What is a recent development in pediatric ID that you are working on? Surveillance efforts from Kansas City and the other NVSN sites have focused our efforts in understanding the RSV burden and effectiveness of RSV prevention products on medically attended RSV in children. The CDC team- NVSN collaborators have published on nirsevimab effectiveness against RSV-associated hospitalization among infants in their first RSV season and documented Nirsevimab effectiveness was 90% (95% CI = 75%-96%) against RSV-associated hospitalization with a median time from receipt to symptom onset of 45 days (IQR = 19-76 days). In a more recent study, the high burden of medically attended RSV-associated acute respiratory illness in children in the US was documented and Nirsevimab effectiveness was documented at 89% (95% CI, 79%-94%) for RSV-associated ARI medical visits and 93% (95% CI, 82%-97%) for RSV-associated hospitalization.
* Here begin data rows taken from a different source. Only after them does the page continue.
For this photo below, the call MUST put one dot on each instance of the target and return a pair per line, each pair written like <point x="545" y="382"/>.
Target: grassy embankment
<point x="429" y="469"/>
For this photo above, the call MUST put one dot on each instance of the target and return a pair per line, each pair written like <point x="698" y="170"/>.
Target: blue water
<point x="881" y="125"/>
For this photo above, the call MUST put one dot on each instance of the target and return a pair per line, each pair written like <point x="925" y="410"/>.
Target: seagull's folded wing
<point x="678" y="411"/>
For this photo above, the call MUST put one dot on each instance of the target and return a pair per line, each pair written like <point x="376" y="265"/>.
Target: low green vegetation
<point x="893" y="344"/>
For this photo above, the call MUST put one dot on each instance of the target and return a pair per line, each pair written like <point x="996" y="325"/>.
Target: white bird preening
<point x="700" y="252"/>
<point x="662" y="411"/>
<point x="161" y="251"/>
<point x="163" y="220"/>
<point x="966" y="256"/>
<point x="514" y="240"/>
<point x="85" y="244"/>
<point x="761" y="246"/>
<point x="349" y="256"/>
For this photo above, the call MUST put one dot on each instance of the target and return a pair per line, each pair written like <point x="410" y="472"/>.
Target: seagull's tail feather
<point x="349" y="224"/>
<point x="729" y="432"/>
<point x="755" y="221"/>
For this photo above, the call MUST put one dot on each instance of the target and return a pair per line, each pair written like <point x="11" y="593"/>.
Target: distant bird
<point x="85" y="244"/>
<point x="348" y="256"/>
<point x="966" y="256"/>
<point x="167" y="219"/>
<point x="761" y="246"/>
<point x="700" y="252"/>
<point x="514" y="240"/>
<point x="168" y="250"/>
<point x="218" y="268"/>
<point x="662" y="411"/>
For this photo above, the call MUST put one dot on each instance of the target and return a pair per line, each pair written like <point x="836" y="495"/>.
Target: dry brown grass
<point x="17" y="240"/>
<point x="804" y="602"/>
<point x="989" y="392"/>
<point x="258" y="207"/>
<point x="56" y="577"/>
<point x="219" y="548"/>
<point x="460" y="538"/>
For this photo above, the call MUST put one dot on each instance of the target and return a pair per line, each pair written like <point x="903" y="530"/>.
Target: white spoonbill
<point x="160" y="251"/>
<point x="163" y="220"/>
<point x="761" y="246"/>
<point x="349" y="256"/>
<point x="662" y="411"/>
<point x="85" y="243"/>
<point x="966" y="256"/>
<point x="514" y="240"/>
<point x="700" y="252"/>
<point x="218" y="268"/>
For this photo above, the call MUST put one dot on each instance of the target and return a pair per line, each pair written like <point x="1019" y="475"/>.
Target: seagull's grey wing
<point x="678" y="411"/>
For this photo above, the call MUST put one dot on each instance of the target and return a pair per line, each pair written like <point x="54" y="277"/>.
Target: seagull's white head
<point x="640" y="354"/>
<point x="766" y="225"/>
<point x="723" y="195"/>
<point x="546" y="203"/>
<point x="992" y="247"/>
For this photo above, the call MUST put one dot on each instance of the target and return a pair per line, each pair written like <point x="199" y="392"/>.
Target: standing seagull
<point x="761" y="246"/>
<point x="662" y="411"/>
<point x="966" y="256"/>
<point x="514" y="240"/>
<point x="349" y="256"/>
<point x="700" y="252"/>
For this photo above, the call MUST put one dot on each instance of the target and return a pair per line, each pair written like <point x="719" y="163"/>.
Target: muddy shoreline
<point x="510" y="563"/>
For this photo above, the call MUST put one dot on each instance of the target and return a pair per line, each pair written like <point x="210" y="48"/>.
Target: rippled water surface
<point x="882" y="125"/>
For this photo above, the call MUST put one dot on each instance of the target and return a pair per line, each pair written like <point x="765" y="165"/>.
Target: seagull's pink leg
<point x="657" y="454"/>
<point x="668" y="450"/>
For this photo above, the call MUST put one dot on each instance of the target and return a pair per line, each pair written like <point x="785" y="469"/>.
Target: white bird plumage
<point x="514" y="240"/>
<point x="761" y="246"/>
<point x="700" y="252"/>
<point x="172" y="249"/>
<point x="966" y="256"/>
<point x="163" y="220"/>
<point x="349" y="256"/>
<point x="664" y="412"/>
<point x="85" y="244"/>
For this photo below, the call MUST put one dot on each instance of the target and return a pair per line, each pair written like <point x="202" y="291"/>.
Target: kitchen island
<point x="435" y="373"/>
What do you enjoy most about being a PIDS member? What keeps you renewing your membership? I really enjoy working with pediatric infectious diseases physicians. They are among the most collaborative and friendly bunch. They are easy to approach and discuss projects with. One unique aspect of this discipline is the constant evolution of microbes, presenting us with many unknowns. Unlike other specialties, we must continuously adapt our techniques and tools to protect patients in pediatric infectious diseases. Our goal is to manage and safeguard the health of children effectively. As laboratorians, we are dedicated to supporting and collaborating with our infectious disease physician colleagues, making their job easier and more efficient. PIDS has been very welcoming to me and our discipline. For example, I was selected as the Professional Liaison to the Board of Directors. That shows the Society is open to bring in other disciplines who work closely with them. Together, ID physicians and the laboratorians aim to identify infections swiftly and accurately, ensuring the best care for children. By working unitedly, we can achieve these goals. I am committed to developing programs that facilitate and support this vital collaboration.